List of minimal pairs from a pair of lists

Question

Given two lists of integers, generate the shortest list of pairs where every value in both lists is present. The first of each pair must be a value from the first list, and the second of each pair must be a value from the second list. The first of each pair must be less than the second of the pair.

A simple zip will not work if the lists are different lengths, or if the same integer exists at the same position in each list.

def gen_min_pairs(uplist, downlist):
    for pair in zip(uplist, downlist):
        yield pair

Here is what I can come up with so far:

def gen_min_pairs(uplist, downlist):
    up_gen = iter(uplist)
    down_gen = iter(downlist)

    last_up = None
    last_down = None

    while True:
        next_out = next(up_gen, last_up)
        next_down = next(down_gen, last_down)

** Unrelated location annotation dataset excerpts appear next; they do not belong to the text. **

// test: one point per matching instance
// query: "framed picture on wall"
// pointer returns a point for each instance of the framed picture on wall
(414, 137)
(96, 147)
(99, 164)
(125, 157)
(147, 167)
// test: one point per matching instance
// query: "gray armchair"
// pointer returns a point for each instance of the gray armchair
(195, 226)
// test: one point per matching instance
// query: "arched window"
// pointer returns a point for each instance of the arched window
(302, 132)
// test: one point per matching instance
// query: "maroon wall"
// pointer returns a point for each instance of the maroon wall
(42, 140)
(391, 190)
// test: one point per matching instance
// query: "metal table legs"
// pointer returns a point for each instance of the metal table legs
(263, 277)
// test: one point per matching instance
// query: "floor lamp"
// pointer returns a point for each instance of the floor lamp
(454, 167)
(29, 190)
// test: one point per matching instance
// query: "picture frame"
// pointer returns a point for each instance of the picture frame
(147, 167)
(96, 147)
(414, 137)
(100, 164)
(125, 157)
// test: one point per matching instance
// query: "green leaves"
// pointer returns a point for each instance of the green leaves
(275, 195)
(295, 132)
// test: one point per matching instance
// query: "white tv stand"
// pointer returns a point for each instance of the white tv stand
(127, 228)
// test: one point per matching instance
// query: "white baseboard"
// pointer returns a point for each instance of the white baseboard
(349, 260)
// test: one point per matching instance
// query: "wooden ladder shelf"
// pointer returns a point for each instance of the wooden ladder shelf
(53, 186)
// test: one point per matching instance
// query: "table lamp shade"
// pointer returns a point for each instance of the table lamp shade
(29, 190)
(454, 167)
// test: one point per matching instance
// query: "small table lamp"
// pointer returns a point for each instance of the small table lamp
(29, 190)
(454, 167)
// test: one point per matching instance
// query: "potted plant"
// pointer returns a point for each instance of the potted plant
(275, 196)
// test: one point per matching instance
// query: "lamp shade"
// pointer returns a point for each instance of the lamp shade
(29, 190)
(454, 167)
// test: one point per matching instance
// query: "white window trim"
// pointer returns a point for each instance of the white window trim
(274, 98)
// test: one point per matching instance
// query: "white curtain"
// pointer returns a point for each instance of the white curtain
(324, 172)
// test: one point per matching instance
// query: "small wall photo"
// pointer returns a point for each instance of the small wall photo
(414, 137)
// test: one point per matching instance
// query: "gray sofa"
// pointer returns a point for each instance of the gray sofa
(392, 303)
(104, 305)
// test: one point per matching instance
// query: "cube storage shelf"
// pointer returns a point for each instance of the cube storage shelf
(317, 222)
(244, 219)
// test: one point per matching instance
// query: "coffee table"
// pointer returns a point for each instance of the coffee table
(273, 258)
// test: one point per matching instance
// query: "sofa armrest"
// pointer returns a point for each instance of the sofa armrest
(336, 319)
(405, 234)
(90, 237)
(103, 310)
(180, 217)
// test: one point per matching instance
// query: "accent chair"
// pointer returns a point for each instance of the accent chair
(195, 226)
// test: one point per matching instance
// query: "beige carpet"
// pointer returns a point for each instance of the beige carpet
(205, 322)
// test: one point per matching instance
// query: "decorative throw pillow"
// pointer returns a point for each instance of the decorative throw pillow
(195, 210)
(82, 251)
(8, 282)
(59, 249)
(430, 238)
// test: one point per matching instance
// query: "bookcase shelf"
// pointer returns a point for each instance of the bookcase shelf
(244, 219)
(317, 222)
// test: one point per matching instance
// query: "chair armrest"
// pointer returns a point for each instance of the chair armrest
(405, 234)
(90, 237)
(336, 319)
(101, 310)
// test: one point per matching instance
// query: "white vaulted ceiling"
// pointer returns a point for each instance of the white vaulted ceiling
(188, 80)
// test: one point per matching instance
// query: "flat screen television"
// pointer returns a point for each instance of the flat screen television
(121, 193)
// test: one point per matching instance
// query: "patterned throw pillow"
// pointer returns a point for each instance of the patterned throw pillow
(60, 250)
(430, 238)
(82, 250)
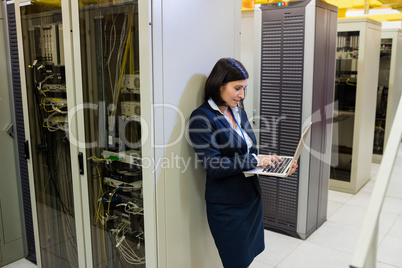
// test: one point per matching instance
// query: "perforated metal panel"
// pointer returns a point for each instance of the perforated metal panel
(19, 116)
(281, 110)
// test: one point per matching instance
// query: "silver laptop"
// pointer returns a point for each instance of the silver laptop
(283, 168)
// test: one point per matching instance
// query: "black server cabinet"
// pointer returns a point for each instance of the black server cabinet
(295, 90)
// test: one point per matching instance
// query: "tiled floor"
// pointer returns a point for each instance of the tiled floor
(333, 244)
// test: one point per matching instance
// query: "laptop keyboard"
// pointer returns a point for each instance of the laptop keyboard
(279, 168)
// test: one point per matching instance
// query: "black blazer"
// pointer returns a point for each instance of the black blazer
(224, 156)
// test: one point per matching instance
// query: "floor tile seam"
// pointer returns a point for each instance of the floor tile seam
(392, 266)
(332, 248)
(287, 255)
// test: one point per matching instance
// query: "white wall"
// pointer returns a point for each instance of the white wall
(190, 38)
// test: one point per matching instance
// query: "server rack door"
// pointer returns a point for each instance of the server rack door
(45, 95)
(110, 84)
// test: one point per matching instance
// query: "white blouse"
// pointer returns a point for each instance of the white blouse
(236, 113)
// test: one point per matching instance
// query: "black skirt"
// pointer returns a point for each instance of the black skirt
(238, 231)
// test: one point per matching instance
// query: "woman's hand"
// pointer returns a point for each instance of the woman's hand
(293, 168)
(264, 160)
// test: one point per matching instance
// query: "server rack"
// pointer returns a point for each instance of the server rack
(357, 68)
(297, 79)
(388, 91)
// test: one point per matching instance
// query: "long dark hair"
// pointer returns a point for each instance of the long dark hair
(225, 70)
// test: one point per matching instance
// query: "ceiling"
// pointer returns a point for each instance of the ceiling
(345, 5)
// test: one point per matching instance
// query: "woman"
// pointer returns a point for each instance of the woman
(226, 145)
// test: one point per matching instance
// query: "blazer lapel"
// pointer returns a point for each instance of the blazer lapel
(225, 122)
(246, 126)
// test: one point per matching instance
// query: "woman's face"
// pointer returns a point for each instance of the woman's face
(233, 92)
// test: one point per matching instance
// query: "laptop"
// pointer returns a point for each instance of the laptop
(282, 169)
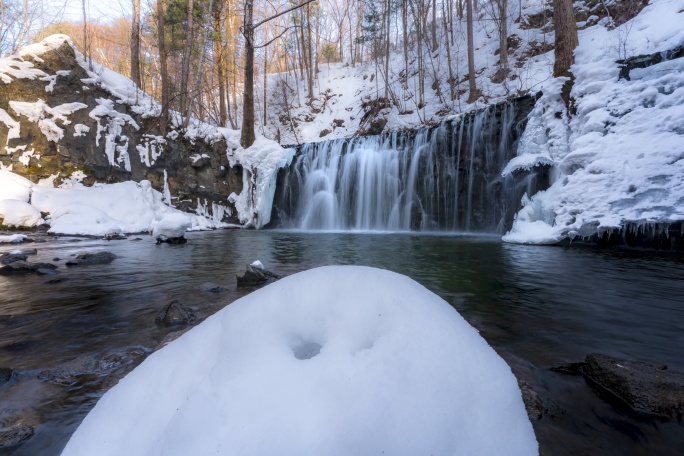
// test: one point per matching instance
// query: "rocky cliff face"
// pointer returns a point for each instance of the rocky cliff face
(57, 118)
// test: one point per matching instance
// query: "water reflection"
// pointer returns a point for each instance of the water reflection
(538, 306)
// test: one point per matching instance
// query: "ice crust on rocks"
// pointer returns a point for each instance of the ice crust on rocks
(337, 360)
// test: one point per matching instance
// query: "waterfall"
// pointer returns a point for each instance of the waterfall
(446, 178)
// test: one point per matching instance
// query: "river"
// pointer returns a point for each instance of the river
(537, 306)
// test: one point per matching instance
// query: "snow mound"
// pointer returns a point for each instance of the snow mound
(365, 361)
(172, 225)
(19, 213)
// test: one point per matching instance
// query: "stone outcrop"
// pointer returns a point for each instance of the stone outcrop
(64, 120)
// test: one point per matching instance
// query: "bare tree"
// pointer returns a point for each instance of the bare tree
(566, 36)
(163, 68)
(247, 135)
(473, 95)
(135, 43)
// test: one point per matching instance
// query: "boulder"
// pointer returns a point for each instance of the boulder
(22, 267)
(14, 435)
(646, 388)
(9, 258)
(85, 259)
(175, 313)
(68, 373)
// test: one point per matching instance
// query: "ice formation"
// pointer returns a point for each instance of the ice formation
(339, 360)
(619, 161)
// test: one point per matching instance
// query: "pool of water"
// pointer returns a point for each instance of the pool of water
(537, 306)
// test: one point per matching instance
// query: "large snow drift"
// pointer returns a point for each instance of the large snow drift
(333, 361)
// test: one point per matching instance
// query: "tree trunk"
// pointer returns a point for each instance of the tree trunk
(163, 69)
(566, 36)
(247, 136)
(135, 44)
(473, 95)
(185, 74)
(503, 34)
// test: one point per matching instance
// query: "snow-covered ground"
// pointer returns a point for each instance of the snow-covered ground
(341, 88)
(364, 361)
(95, 211)
(619, 161)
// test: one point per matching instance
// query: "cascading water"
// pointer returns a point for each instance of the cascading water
(446, 178)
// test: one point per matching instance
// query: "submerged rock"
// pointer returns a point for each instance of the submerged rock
(646, 388)
(92, 258)
(15, 435)
(5, 374)
(256, 274)
(69, 372)
(21, 267)
(9, 258)
(175, 313)
(533, 404)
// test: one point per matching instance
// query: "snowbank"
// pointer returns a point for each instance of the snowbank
(126, 207)
(620, 159)
(365, 361)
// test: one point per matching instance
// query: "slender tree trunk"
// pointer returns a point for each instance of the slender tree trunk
(566, 36)
(503, 34)
(135, 44)
(434, 26)
(187, 56)
(164, 121)
(473, 95)
(310, 55)
(247, 136)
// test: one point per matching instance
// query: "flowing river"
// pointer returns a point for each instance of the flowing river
(537, 306)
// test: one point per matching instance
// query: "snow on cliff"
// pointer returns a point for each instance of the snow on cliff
(619, 161)
(261, 161)
(364, 361)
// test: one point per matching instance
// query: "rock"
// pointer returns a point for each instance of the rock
(175, 240)
(69, 372)
(92, 258)
(212, 288)
(21, 267)
(533, 405)
(646, 388)
(114, 237)
(5, 374)
(256, 274)
(10, 258)
(175, 313)
(15, 435)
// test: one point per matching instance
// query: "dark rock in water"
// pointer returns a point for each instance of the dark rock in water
(212, 288)
(114, 237)
(9, 258)
(175, 313)
(178, 240)
(46, 271)
(5, 374)
(57, 280)
(21, 266)
(256, 276)
(533, 405)
(15, 435)
(92, 258)
(69, 372)
(646, 388)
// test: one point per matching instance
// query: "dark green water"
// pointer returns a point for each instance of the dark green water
(537, 306)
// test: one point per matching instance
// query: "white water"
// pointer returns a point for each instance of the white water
(442, 179)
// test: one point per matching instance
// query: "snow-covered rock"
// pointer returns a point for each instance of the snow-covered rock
(173, 225)
(332, 361)
(619, 160)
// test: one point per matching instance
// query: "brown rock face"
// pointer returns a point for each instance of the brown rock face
(87, 137)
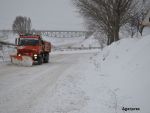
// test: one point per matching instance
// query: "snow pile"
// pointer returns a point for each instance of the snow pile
(64, 42)
(108, 81)
(89, 43)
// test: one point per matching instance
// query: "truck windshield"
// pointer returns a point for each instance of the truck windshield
(28, 41)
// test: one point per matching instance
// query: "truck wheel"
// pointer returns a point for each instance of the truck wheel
(46, 58)
(40, 60)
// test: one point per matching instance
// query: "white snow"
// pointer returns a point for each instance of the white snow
(81, 81)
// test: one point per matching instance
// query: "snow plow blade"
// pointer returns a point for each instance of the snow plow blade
(22, 60)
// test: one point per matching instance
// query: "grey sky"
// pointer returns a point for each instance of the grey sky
(44, 14)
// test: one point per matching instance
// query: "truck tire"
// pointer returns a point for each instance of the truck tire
(40, 60)
(46, 57)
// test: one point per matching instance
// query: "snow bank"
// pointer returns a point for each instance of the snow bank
(126, 64)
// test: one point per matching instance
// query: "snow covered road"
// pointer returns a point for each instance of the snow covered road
(22, 87)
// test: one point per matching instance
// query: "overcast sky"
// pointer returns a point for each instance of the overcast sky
(44, 14)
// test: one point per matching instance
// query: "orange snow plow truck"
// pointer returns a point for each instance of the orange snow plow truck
(31, 49)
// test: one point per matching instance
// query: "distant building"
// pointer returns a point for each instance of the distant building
(146, 21)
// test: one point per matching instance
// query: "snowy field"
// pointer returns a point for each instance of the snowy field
(83, 81)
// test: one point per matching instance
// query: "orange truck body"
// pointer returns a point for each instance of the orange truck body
(32, 47)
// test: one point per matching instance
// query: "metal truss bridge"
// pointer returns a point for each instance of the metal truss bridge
(58, 33)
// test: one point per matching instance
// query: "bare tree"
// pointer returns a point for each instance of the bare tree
(22, 25)
(108, 16)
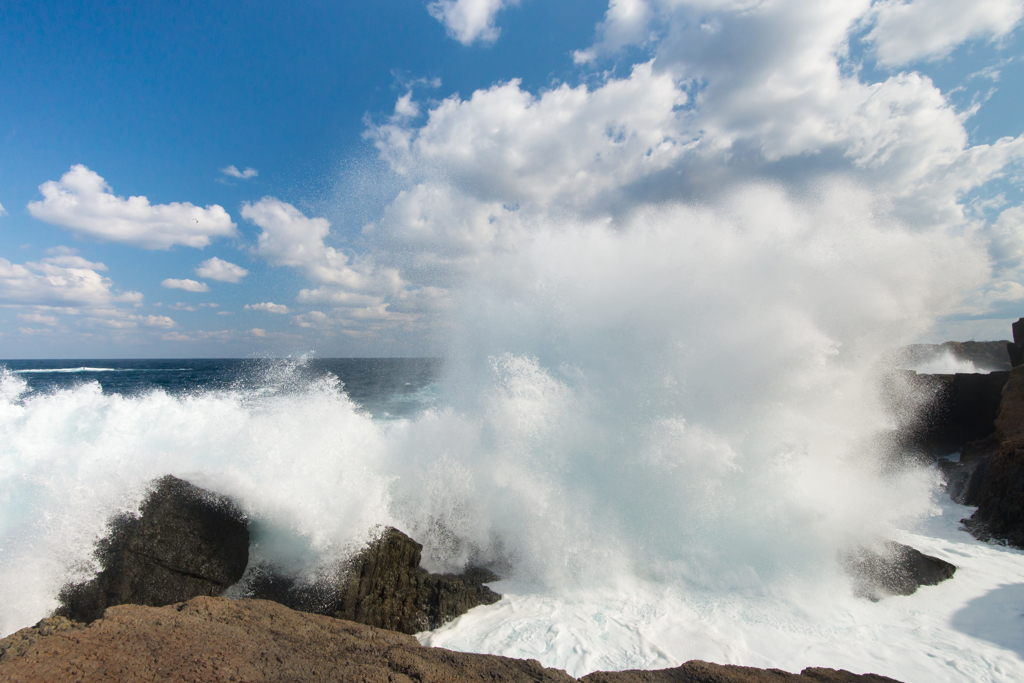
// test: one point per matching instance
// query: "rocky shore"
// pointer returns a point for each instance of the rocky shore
(153, 611)
(208, 640)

        if (next_up == last_up and
            next_down == last_down):
            return

        while not next_up < next_down:
            next_down = next(down_gen, None)
            if next_down is None:
                return
        yield next_up, next_down

        last_up = next_up
        last_down = next_down

And here is a simple test routine:

if __name__ == '__main__':
    from pprint import pprint

    datalist = [
        {
            'up': [1,7,8],
            'down': [6,7,13]
        },
        {
            'up': [1,13,15,16],
            'down': [6,7,15]
        }
    ]

    for dates in datalist:    
        min_pairs = [pair for pair in
                     gen_min_pairs(dates['up'], dates['down'])]
        pprint(min_pairs)

The program produces the expect output for the first set of dates, but fails for the second.

Expected:

[(1, 6), (7, 13), (8, 13)]
[(1, 6), (1, 7), (13, 15)]

Actual:

[(1, 6), (7, 13), (8, 13)]
[(1, 6), (13, 15)]

I think this can be done while only looking at each element of each list once, so in the complexity O(len(up) + len(down)). I think it depends on the number elements unique to each list.

EDIT: I should add that we can expect these lists to be sorted with the smallest integer first.

EDIT: uplist and downlist were just arbitrary names. Less confusing arbitrary ones might be A and B.

Also, here is a more robust test routine:

from random import uniform, sample
from pprint import pprint

def random_sorted_sample(maxsize=6, pop=31):
    size = int(round(uniform(1,maxsize)))
    li = sample(xrange(1,pop), size)
    return sorted(li)

if __name__ == '__main__':
    A = random_sorted_sample()
    B = random_sorted_sample()

    min_pairs = list(gen_min_pairs(A, B))

    pprint(A)
    pprint(B)
    pprint(min_pairs)

This generates random realistic inputs, calculates the output, and displays all three lists. Here is an example of what a correct implementation would produce:

[11, 13]
[1, 13, 28]
[(11, 13), (13, 28)]

[5, 15, 24, 25]
[3, 13, 21, 22]
[(5, 13), (15, 21), (15, 22)]

[3, 28]
[4, 6, 15, 16, 30]
[(3, 4), (3, 6), (3, 15), (3, 16), (28, 30)]

[2, 5, 20, 24, 26]
[8, 12, 16, 21, 23, 28]
[(2, 8), (5, 12), (5, 16), (20, 21), (20, 23), (24, 28), (26, 28)]

[3, 4, 5, 6, 7]
[1, 2]
[]

Answer 1

I had many ideas to solve this (see edit history ;-/) but none of them quite worked out or did it in linear time. It took me a while to see it, but I had a similar problem before so I really wanted to figure this out ;-)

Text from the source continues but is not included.